Like a true procrastinator, I waited until nearly the last possible moment to renew my driver’s license. Luckily, the Secretary of State (SOS) had some online appointments available. Like any true government agency, the SOS is riddled with wait times, long lines, and other bureaucratic irrelevancies. The beauty of an appointment is you get to walk to the front of the line at your scheduled time.

So I get there early. My time comes, but they never announce my number. A quick check of my phone shows I’m supposed to be at window 13. Off I go, in a hurry to get this done already.

At window 13, I met a kind middle-aged woman pecking away at her keyboard. I proudly announced my name and appointment time. The kind lady explained that I wasn’t “in line” (digitally speaking, of course). Although I was there early, I hadn’t responded to the text message quickly enough. I would need to rejoin the line.

She responded to the look of obvious befuddlement on my face by explaining further that someone with an appointment only has 40 seconds to get to the window before getting skipped.

Indignant, my tone of voice shifted, becoming annoyed and aghast. I insisted I’d been there the whole time, that I had an appointment.

In that moment, I saw the kind lady shift to become the stern-and-sick-of-your-attitude lady. Her cheeks flushed, and her posture stiffened.
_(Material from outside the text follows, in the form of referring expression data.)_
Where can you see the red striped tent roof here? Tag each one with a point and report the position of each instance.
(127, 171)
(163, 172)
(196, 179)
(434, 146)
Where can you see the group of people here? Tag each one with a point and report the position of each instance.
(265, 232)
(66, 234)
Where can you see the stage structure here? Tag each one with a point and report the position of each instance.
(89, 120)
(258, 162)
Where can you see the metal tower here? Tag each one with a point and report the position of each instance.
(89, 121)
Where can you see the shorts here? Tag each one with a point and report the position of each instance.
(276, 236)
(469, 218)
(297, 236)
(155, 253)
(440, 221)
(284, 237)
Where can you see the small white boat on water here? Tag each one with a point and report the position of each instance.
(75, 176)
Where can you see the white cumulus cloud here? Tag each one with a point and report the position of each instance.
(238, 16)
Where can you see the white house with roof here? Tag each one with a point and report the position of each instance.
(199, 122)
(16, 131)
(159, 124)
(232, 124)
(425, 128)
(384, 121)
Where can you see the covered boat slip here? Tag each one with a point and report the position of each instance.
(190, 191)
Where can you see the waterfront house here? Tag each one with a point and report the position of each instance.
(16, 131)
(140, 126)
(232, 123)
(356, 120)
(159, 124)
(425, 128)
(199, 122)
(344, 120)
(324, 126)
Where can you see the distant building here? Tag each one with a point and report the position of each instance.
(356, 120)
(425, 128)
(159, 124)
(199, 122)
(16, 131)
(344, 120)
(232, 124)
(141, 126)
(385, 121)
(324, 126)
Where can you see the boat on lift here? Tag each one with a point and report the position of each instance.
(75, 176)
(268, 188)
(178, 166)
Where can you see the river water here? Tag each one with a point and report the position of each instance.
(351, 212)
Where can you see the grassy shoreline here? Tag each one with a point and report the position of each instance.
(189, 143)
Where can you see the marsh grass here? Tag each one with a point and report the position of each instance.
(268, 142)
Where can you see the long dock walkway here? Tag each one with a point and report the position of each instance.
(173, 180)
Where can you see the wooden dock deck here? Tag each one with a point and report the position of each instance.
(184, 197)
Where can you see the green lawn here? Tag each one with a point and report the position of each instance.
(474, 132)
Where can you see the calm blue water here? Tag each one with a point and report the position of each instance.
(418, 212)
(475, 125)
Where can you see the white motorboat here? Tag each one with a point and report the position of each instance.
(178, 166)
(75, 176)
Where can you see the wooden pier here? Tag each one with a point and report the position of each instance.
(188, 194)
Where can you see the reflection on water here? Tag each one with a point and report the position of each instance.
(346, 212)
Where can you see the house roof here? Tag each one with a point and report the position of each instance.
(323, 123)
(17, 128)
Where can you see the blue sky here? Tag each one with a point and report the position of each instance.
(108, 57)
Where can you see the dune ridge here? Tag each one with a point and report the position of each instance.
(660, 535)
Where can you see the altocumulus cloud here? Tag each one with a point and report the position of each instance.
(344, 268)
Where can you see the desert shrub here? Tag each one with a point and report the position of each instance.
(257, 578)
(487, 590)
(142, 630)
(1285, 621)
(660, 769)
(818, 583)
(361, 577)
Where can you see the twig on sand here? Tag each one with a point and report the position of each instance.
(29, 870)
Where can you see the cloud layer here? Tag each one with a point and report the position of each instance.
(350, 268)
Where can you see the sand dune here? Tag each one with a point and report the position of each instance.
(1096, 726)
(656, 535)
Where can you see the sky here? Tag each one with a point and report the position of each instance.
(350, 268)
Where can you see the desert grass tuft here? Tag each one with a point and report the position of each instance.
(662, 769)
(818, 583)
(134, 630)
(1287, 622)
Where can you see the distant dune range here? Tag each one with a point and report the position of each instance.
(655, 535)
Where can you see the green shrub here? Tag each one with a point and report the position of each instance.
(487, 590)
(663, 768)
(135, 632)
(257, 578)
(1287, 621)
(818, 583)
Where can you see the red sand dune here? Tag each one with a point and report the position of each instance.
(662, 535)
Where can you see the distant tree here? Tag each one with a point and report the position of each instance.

She said she believed me, but it didn’t matter because of their policy.

Only then did I realize that the negotiation had come and passed, and I lost without even putting up a fight. 

In a condescending tone she said, “Now, you’re going to stand and wait in that line right over there.” And she motioned, as if pointing me to the time-out chair.

I believe I could have saved the negotiation with a few simple strategies. But I was down and out and too embarrassed at my rookie mistake. I wasn’t on the lookout for my emotions, so they took me out of the game before I knew I was in it.

In a negotiation or conflict, our adversaries’ emotions can be their detriment and our benefit. But this is only true if we can manage our own emotions from the outset.  Kind Lady’s negative response to my appearance in her line made me feel stressed and anxious. Not only was I upset about maybe not being able to renew my license, but the situation in general just seemed unfair.

My defensive response then triggered her defensive response. Perhaps if I’d used an empathy-building tone and strategy, I could have maneuvered my way into an exception to the rule. In fact, I know I could have.

A downfall of many a negotiation is lack of preparation. I didn’t go into this situation prepared to deal with a conflict. I wasn’t ready for my defensive feelings, so what did I do? I sunk to my level of preparation: naked instinct.

Now, should we go around constantly prepared for conflict? Yes and no. We can’t prepare for every interaction that we might have. But we can build habits and life skills that help us in general situations.

Think what a difference it would have made if I had just paused for two seconds to think of a response.

Time is a powerful ally in negotiation. But the lack of time is an insurmountable foe.

How about if I’d said, “It’s going to seem like I’m just another irate customer.”

According to Chris Voss, this type of statement is an “emotional anchor.” It gets the other person prepared for the worst, so what follows won’t sound nearly as bad.

Another famous Chris Voss technique to follow, “How am I supposed to do that?”

Here, the lady must pause to consider your request. The pause and her consideration engages the logical portion of her brain. Her emotions fizzle out a bit as she considers how to solve my problem.

Now, it could very well be that she still wouldn’t be able to help me out 100%. But she could tell me what to do to get back in digital line, who to talk to, where to stand, etc. This could have played out any number of ways, almost any of which would have been better than what happened.

I know you all are wondering whether I’m driving around on an expired license. I’m not. Everything worked out because another kind lady took pity on me and helped out tremendously.

And just for good measure (not to mention good karma), before I left, I thanked both ladies for being rock stars!

Remember, the negotiation can be upon you at any time, so start building habits to address those unexpected conflicts.